What leaders choose to prioritise inevitably shapes how AI is used. Where billable hours dominate, speed and throughput are likely to become the primary focus. Where client feedback is prioritised, accuracy, quality, and client care take precedence. And where revenue growth leads, AI is more likely to be directed towards innovation, new services, and upsell opportunities.

For firms prioritising quality and client trust, AI tools grounded in authoritative legal content such as Lexis+ AI can help reinforce those priorities in day-to-day work.

For junior lawyers, these priorities act as powerful cues. They influence not only how AI is deployed day-to-day, but how much time is spent questioning outputs, verifying sources, and exercising judgment. What gets measured and rewarded quickly becomes what gets optimised.

For clients, these internal signals are increasingly visible. Emma Danks of Taylor Wessing says expectations are evolving as AI opens up new possibilities.

“Clients will look to firms that can anticipate emerging needs rather than simply deliver efficiently. The future lies in outcome-focused, technology-enabled legal solutions, and firms that embrace this mindset will lead the market.”

As AI becomes more embedded in legal work, partners play a critical role in setting the standard for responsible use. Patel stresses that speed alone is not the goal.

“AI may accelerate technical competence, but speed does not automatically equal quality. Future partners and leaders will need strong judgment — the ability to assess whether an AI-generated output is accurate, appropriate, and aligned with the client’s needs.”

At Taylor Wessing, leaders are already seeing the impact of these choices.

“We are also seeing a clearer divide between those who embrace AI-enhanced workflows and those who do not. This is influencing conversations about performance, compensation, and career progression. We are beginning to value judgment, client leadership, creativity, and innovation more than purely technical output.”

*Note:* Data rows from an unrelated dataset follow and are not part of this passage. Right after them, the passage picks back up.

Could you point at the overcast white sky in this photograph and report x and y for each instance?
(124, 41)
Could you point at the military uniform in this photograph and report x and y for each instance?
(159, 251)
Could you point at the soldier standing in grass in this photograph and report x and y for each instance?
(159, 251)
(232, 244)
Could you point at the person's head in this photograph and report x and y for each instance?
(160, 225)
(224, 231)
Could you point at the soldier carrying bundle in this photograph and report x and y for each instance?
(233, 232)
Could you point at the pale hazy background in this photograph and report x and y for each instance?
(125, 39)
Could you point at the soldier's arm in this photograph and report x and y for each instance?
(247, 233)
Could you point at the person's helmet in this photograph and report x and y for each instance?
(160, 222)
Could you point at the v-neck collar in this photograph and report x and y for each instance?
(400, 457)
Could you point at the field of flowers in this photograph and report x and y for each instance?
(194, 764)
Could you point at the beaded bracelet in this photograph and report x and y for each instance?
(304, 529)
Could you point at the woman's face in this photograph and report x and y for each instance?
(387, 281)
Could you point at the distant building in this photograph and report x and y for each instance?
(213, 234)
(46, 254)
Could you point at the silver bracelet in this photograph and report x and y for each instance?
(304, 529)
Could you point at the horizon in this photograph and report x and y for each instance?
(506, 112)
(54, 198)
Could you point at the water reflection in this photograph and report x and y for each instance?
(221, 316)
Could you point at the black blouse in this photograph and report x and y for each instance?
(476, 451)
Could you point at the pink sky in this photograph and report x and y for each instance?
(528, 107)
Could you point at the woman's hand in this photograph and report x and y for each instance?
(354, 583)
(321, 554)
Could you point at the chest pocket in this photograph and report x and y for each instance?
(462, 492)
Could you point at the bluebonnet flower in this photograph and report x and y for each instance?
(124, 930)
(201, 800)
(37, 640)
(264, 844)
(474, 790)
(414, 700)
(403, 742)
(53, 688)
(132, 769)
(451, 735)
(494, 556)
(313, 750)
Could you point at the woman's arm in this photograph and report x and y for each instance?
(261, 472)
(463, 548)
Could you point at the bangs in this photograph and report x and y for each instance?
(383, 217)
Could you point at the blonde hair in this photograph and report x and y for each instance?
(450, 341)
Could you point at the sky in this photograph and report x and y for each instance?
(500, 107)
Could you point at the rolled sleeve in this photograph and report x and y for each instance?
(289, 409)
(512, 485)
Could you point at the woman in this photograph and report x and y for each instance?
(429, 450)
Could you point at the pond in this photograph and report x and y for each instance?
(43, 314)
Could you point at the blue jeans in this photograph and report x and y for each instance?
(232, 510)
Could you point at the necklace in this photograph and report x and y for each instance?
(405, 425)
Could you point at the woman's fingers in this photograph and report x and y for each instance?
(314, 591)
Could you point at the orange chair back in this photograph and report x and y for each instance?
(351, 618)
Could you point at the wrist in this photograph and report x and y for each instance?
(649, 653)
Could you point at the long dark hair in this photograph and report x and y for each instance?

Good use of AI means using it to accelerate the mechanics, such as drafting, research and automated analysis, while keeping people firmly in charge of purpose, nuance, and direction, says Donnelly, who formerly was the Director of Legal, Corporate at Skyscanner.

"Human judgment will remain essential to ensure the final output is not just accurate, but aligned with business strategy, risk attitude, culture, and commercial needs."

As AI accelerates legal work, it is leadership priorities — not the technology itself — that will determine whether judgment is strengthened or sidelined.

Closing the mentorship gap

Today’s junior lawyers aren’t learning legal judgment in quite the same way as those who came before them. They’re moving faster, tackling more complex work earlier, and relying on tools that simply didn’t exist a few years ago. AI is a big part of that shift — and it’s up to leaders to make sure judgment keeps pace with speed.

There’s no doubt the benefits are real. Efficiency improves, and junior lawyers are exposed to higher-value work sooner. But judgment, confidence, and critical thinking are still built through experience: testing ideas, checking sources, getting things wrong, and learning why. Those lessons don’t automatically come from faster workflows or better tools.

Closing the mentorship gap means doing more than rolling out AI. It means being clearer about expectations, spending more time coaching people on how to question AI outputs, and being explicit about what “good” legal judgment actually looks like day-to-day.

The teams that get this right won’t treat AI as a shortcut. They’ll treat it as a thinking partner — one that helps people learn faster without skipping the fundamentals. And in the long run, that’s how firms will build lawyers who are not just more productive, but more confident, capable, and trusted too.

Discover how trusted, cited legal AI can support judgment, verification, and confident legal decision-making.

Survey methodology

This survey took place in December of 2025 to January of 2026. It included 873 legal professionals from the UK and Ireland.